Escaping the sinking Houston and getting to the beach was a story in itself. He told it something like this.


            "I heard the order to abandon ship. It was both hard to leave her and yet I wanted off. She was my home and I grew to love her. When the time came, I jumped off her port side, close to the area of the plane catapult. When I came back up after jumping my first thought to find a raft and there it was, close to me. It was the raft for the airplane. I climbed in; little did I know I was climbing into a trap.

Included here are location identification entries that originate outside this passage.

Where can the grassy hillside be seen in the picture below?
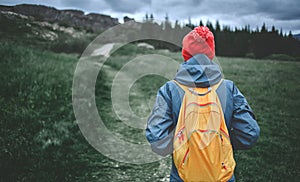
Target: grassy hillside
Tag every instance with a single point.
(40, 140)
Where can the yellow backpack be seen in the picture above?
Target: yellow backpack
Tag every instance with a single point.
(202, 148)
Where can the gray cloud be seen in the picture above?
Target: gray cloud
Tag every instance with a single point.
(127, 6)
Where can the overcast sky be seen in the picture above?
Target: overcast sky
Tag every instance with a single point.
(283, 14)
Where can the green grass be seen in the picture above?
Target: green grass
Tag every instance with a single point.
(40, 140)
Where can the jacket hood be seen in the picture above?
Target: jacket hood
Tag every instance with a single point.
(199, 71)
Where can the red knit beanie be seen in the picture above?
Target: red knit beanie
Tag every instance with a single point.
(198, 41)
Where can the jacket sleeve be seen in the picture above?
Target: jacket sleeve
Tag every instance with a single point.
(160, 125)
(244, 128)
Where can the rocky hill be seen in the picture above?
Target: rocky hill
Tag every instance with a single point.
(69, 18)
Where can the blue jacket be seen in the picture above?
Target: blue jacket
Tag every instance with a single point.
(199, 71)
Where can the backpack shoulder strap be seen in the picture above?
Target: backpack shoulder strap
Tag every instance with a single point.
(185, 88)
(216, 86)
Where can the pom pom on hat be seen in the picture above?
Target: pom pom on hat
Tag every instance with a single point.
(198, 41)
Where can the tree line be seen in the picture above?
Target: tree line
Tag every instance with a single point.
(237, 42)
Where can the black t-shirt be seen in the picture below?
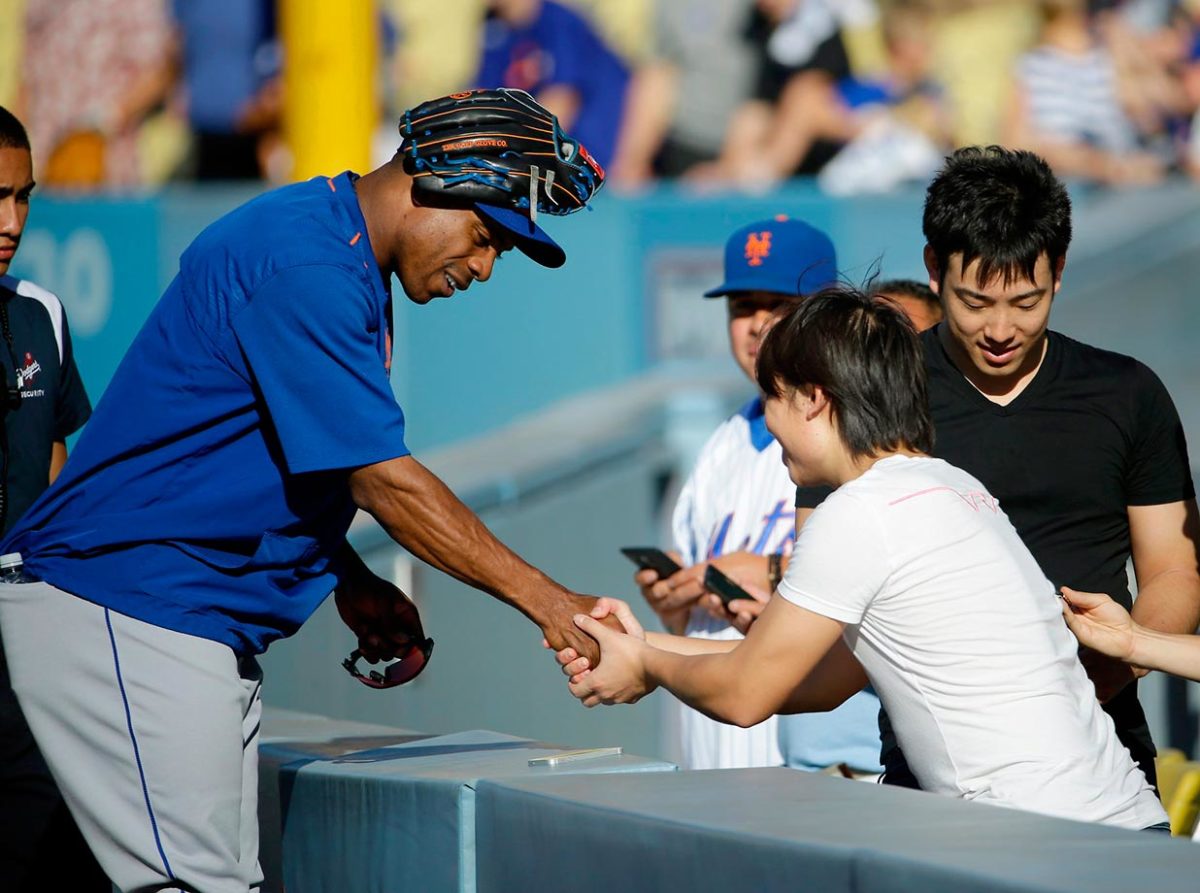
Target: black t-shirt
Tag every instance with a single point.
(53, 402)
(1093, 433)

            The raft was stuck to the sinking Houston. And I, in my haste to resolve this, got my foot stuck n the webbing on the bottom of the raft. Jumping out of the frying pan into the fire described the situation very well. I panicked and could not release myself. Finally, I got my foot free and jumped back in the water. By this time, I had no shoes on, not sure when they came off.


So I started swimming away from her. My last look before the Houston went down was of our Flag, flying full away. I had tears in my eyes.


            My vest was getting water logged so I looked for another raft and found one with my friend, Punchy Parham already in. After climbing in,  I heaved a sigh of relief and we talked about what to do next. Suddenly, I knew. I yelled at all of the guys in the raft, "We have to get out of this raft, now.". They thought I had lost it. I yelled it again and jumped out, so did my buddy, the others did not. That was the last we saw of them for the Japanese were strafing every raft they could see as they flew over the survivors in the water. They even strafed some of our men they could see bobbing in the ocean.


            I don't remember how long we floated but early in the morning we made it to the beach. All I can recall about that is fighting my way up away from the surf, laying down and then I slept for a long time.  But that was just the start of the next 3 1/2 years of struggling to survive at the hands of the Japanese."